Today will be the 'end of the world,' group says
In yet another prediction certain to be wrong, End Times Prophecies has declared today will be the end of the world -- and we should all blame the "polar flip."
What is a "polar flip?" It's when the Earth's magnetic pull reverses itself, causing the North Magnetic Pole to go south and the South Magnetic Pole to go north.
What causes it? The Earth's core.
The group says the polar shift will trigger worldwide tremors setting off multiple earthquakes and a "rolling cloud" that will destroy the world. Bummer, right?
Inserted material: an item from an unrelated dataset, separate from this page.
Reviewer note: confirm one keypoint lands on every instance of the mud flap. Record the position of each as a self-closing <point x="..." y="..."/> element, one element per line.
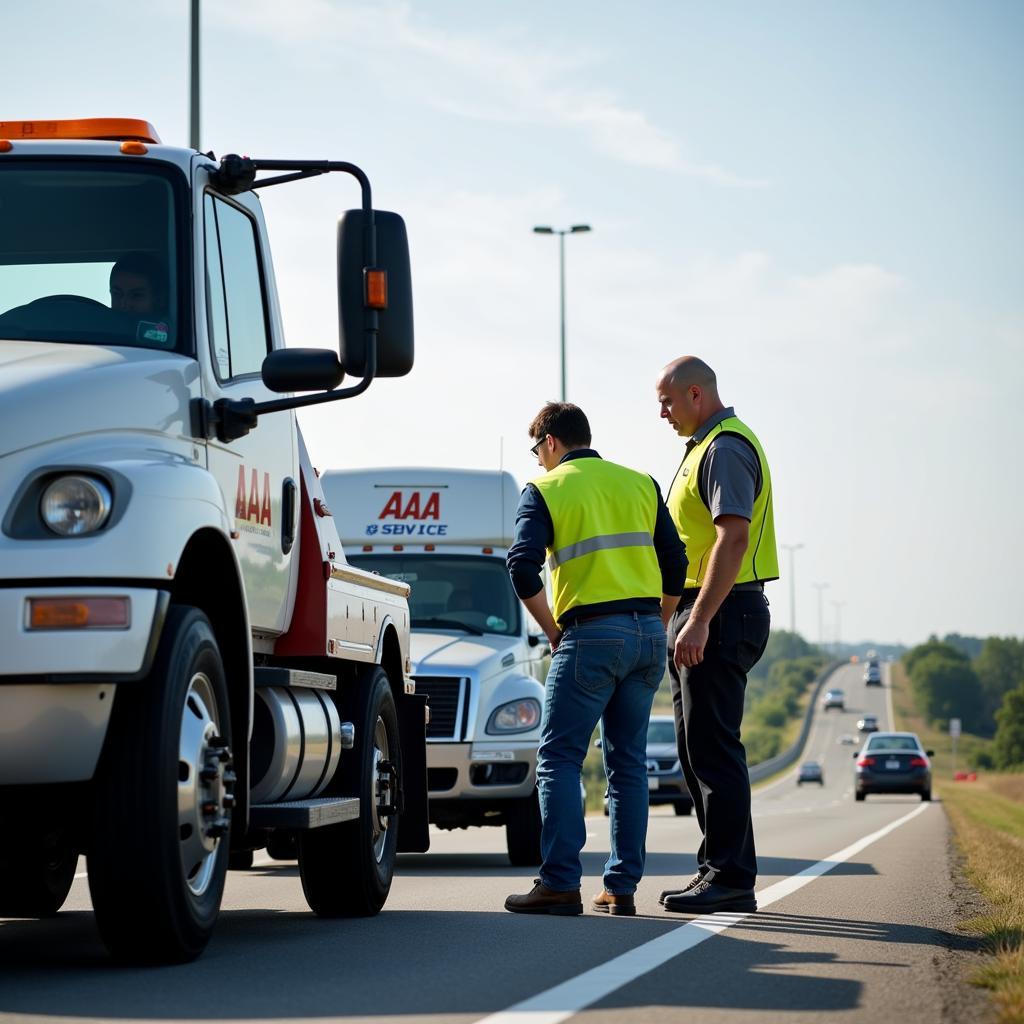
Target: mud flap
<point x="413" y="834"/>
This is not the first time people have worried a polar shift could destroy the planet. In 2011, NASA issued a statement to calm fears that a polar shift would destroy the planet in 2012.
This just in: It didn't.
"Scientists understand that Earth's magnetic field has flipped its polarity many times over the millennia. In other words, if you were alive about 800,000 years ago, and facing what we call north with a magnetic compass in your hand, the needle would point to 'south.' This is because a magnetic compass is calibrated based on Earth's poles. The N-S markings of a compass would be 180 degrees wrong if the polarity of today's magnetic field were reversed. Many doomsday theorists have tried to take this natural geological occurrence and suggest it could lead to Earth's destruction. But would there be any dramatic effects? The answer, from the geologic and fossil records we have from hundreds of past magnetic polarity reversals, seems to be 'no.'"
This year's polar shift will speed-up slightly between July 14 and August 19, which triggered recent online discussions.
"The polar flip will make the stars race across the sky, and the vacuum from the reeling of the Earth will pull the atmosphere along the ground, trying to catch up, creating what is known as a roll cloud," according to the Armageddon News video.
It's probably worth noting -- the group also predicted a giant asteroid would collide with earth back in May.
The 17-minute video posted to YouTube earlier this month attempts to explain why the world will end on Friday. It has been viewed over 4 million times.